Chronique de Monsieur Pierre Demers, cinéaste et poète rouge d’Arvida
Le mal le plus pernicieux, le plus nocif sur cette terre est le racisme
-Malcolm X
Les Saguenéens sont-ils racistes? D’abord entendons-nous sur les termes. Être raciste selon le dictionnaire canadien Louis.-A. Bélisle (1944), c’est être partisan du racisme. Le racisme c’est la théorie de préservation de la race aryenne qui vise à unifier tous les éléments de cette race dans le sein d’un État. Les Aryens maintenant : race qui dans la région de Pamir en Asie aurait apporté en Europe la souche des langues indo-européennes. On donne le nom d’Aryens à la presque totalité des races blanches de l’Europe et de l’Asie. Aussi, type de la race blanche selon les racistes. Donc, pour être raciste à temps complet, faut considérer que les non-blancs empêchent de tourner en rond et nuisent à l’émancipation des autres. En somme, les non-blancs sont suspectés de sédition. On ne leur fait pas confiance et dans la mesure du possible on les écarte de la vie en commun. Ça va donc assez loin le racisme. À la limite ça frôle la sélection naturelle en prétextant choisir une race plutôt qu’une autre en vertu d’un choix très arbitraire pas très intelligent.
Maintenant, les Saguenéens sont-ils racistes, c’est à dire, défendent-ils indument la couleur de leur peau qui est en grande majorité blanche? Et si François Paradis avait été noir aurait-il connu le même destin littéraire et régional? On peut se questionner là-dessus. Il s’agit d’avancer un peu quitte à bifurquer de temps en temps.
On sait au moins une chose à propos des Saguenéens – pas l’équipe junior de hockey une fois pour toutes – mais ceux qui vivent de ce côté-ci du Parc. IIs défendent la vraie tourtière, la tarte aux bleuets, leur territoire et cet accent facilement reconnaissable seulement si on leur parle rue Saint-Denis à Montréal ou la rue Saint-Jean à Québec. On l’appelle parfois l’accent de la rue Racine. Et quand ce sont des Jeannois comme des Almatois ou encore plus haut dans le Lac, là je laisse les linguistes de l’UQAC préciser davantage les nuances. Mais ici ce n’est pas le sujet. Quoique parfois, au hockey junior, des joueurs de couleur ou autochtones se font huer ou lancer des bananes par des spectateurs peu subtils qui croient qu’on peut faire des jokes autour d’une patinoire…

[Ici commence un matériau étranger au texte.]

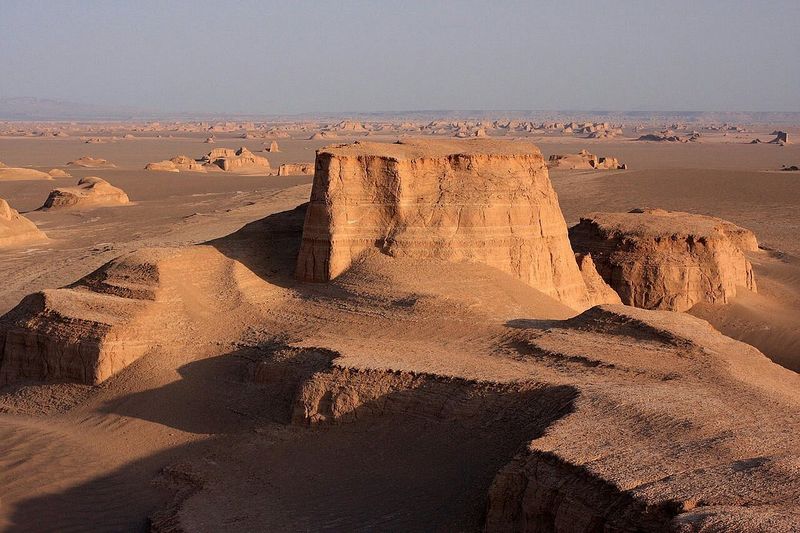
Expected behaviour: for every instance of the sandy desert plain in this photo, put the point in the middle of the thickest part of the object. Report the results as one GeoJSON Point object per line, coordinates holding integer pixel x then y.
{"type": "Point", "coordinates": [419, 348]}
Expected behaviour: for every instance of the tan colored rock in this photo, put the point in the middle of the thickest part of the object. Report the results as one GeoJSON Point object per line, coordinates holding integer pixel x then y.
{"type": "Point", "coordinates": [322, 135]}
{"type": "Point", "coordinates": [22, 174]}
{"type": "Point", "coordinates": [90, 192]}
{"type": "Point", "coordinates": [296, 169]}
{"type": "Point", "coordinates": [241, 160]}
{"type": "Point", "coordinates": [599, 291]}
{"type": "Point", "coordinates": [91, 162]}
{"type": "Point", "coordinates": [583, 160]}
{"type": "Point", "coordinates": [59, 173]}
{"type": "Point", "coordinates": [657, 259]}
{"type": "Point", "coordinates": [479, 201]}
{"type": "Point", "coordinates": [15, 229]}
{"type": "Point", "coordinates": [179, 163]}
{"type": "Point", "coordinates": [92, 329]}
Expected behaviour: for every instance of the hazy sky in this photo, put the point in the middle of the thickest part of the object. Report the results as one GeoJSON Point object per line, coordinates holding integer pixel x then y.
{"type": "Point", "coordinates": [295, 56]}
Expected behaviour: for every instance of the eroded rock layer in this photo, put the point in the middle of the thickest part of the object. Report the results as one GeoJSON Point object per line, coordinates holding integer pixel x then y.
{"type": "Point", "coordinates": [91, 330]}
{"type": "Point", "coordinates": [478, 200]}
{"type": "Point", "coordinates": [657, 259]}
{"type": "Point", "coordinates": [89, 192]}
{"type": "Point", "coordinates": [15, 229]}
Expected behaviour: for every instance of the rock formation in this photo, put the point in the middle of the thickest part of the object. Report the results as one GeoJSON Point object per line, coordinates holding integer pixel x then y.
{"type": "Point", "coordinates": [241, 160]}
{"type": "Point", "coordinates": [479, 200]}
{"type": "Point", "coordinates": [657, 259]}
{"type": "Point", "coordinates": [296, 169]}
{"type": "Point", "coordinates": [90, 192]}
{"type": "Point", "coordinates": [15, 229]}
{"type": "Point", "coordinates": [179, 163]}
{"type": "Point", "coordinates": [22, 174]}
{"type": "Point", "coordinates": [662, 137]}
{"type": "Point", "coordinates": [781, 138]}
{"type": "Point", "coordinates": [323, 135]}
{"type": "Point", "coordinates": [583, 160]}
{"type": "Point", "coordinates": [91, 162]}
{"type": "Point", "coordinates": [58, 173]}
{"type": "Point", "coordinates": [600, 292]}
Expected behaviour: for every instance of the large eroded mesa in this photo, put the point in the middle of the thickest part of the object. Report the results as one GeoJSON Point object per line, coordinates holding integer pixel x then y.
{"type": "Point", "coordinates": [480, 201]}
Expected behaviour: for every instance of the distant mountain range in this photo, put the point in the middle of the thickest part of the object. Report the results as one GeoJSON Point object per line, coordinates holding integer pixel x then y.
{"type": "Point", "coordinates": [44, 109]}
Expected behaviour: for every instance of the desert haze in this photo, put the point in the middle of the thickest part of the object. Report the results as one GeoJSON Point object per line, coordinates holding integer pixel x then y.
{"type": "Point", "coordinates": [240, 293]}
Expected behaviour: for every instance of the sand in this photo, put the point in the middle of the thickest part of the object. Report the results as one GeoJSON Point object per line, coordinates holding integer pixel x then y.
{"type": "Point", "coordinates": [175, 433]}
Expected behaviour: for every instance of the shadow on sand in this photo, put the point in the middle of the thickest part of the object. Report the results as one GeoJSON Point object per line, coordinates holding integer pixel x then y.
{"type": "Point", "coordinates": [406, 467]}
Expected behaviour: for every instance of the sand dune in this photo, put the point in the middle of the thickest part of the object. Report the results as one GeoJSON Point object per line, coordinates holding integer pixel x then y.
{"type": "Point", "coordinates": [444, 394]}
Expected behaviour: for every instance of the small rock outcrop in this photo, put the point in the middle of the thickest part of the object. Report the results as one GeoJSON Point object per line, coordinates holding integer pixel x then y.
{"type": "Point", "coordinates": [15, 229]}
{"type": "Point", "coordinates": [657, 259]}
{"type": "Point", "coordinates": [323, 135]}
{"type": "Point", "coordinates": [781, 138]}
{"type": "Point", "coordinates": [22, 174]}
{"type": "Point", "coordinates": [661, 137]}
{"type": "Point", "coordinates": [181, 163]}
{"type": "Point", "coordinates": [583, 160]}
{"type": "Point", "coordinates": [600, 292]}
{"type": "Point", "coordinates": [89, 192]}
{"type": "Point", "coordinates": [91, 162]}
{"type": "Point", "coordinates": [241, 160]}
{"type": "Point", "coordinates": [477, 200]}
{"type": "Point", "coordinates": [296, 169]}
{"type": "Point", "coordinates": [58, 173]}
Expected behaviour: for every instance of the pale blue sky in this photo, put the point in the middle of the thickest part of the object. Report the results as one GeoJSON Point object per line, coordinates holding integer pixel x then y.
{"type": "Point", "coordinates": [336, 56]}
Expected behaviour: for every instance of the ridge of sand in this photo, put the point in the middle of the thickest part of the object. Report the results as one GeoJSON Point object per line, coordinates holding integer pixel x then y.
{"type": "Point", "coordinates": [89, 192]}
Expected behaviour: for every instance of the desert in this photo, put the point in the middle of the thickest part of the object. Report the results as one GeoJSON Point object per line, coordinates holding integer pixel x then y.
{"type": "Point", "coordinates": [241, 296]}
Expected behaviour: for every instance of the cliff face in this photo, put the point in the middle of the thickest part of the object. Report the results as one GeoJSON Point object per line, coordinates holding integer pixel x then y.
{"type": "Point", "coordinates": [148, 299]}
{"type": "Point", "coordinates": [657, 259]}
{"type": "Point", "coordinates": [241, 160]}
{"type": "Point", "coordinates": [478, 201]}
{"type": "Point", "coordinates": [16, 229]}
{"type": "Point", "coordinates": [90, 191]}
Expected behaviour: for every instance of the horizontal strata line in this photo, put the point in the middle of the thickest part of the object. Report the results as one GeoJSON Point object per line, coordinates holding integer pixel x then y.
{"type": "Point", "coordinates": [490, 203]}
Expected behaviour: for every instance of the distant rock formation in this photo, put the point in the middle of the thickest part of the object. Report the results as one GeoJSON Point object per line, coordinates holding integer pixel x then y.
{"type": "Point", "coordinates": [90, 192]}
{"type": "Point", "coordinates": [58, 173]}
{"type": "Point", "coordinates": [347, 125]}
{"type": "Point", "coordinates": [781, 138]}
{"type": "Point", "coordinates": [15, 229]}
{"type": "Point", "coordinates": [22, 174]}
{"type": "Point", "coordinates": [296, 169]}
{"type": "Point", "coordinates": [241, 160]}
{"type": "Point", "coordinates": [91, 162]}
{"type": "Point", "coordinates": [477, 200]}
{"type": "Point", "coordinates": [583, 160]}
{"type": "Point", "coordinates": [662, 137]}
{"type": "Point", "coordinates": [323, 135]}
{"type": "Point", "coordinates": [179, 163]}
{"type": "Point", "coordinates": [657, 259]}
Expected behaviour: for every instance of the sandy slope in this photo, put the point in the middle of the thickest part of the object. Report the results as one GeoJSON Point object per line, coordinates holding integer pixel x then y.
{"type": "Point", "coordinates": [93, 458]}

Et il faut dire que ce temps-ci, ils sont obligés de se défendre avec une certaine culture machiste traditionnelle qui fait d’eux des cibles faciles…mais ce sera pour une autre fois, les joueurs de hockey bientôt millionnaires…avec leurs groupies dans chaque hôtel, pour ne pas dire dans leur bus.
D’abord, avouons-le d’entrée de jeu, les Saguenéens sont tricotés serrés depuis toujours. Stanley Pean était l’un des rares étudiant de couleur au cégep de Jonquière. Il était très populaire parce que unique. À la longue, on oubliait sa différence et on le considérait comme l’exception qui confirmait la règle. Les Saguenéens sont tous de souche même lui. Après un certain temps sur la rue Saint-Dominique. Surtout qu’il a fini par avoir notre accent et nos réflexes linguistiques de base, y compris les sacres d’usage. Et puis la grande ville l’a avalé, Québec et Montréal le melting pot. Il revient des fois déguisé en jazz man.
Et sur la même rue St-Do, les magasins de vêtements tenus par des Libanais juste à côté de celui de mon oncle Louis-Charles-Gagnon, et au Barillet encore une fois les 2 Chinois qui faisaient la cuisine et dormaient tous dans une petite chambre en bouffant leur propre bouffe qu’ils amenaient de leur quartier montréalais où ils y retournaient à tous les mois. Maintenant chez Sam Sam, à Place centre-ville- le resto sans doute le plus fréquenté de la région- le seul Chinois qui résiste encore (Son nom?Mao? Méo? Personne le sait.) pour cautionner ce buffet canado-chino-nippone-poutino-cuissso-de-grenouillos, etco. Ici les commerces ici ont toujours été sous l’égide de nombreux étrangers tellement mixés qu’à un moment donné on pensait qu’ils étaient de souche sans soucis (Des noms? Gimaël, Zacharie, Cadet, Kavanagh, Hakim, Aywe, Maziade et j’en passe). Mais la mémoire étrangère ne semble ne pas coller ici.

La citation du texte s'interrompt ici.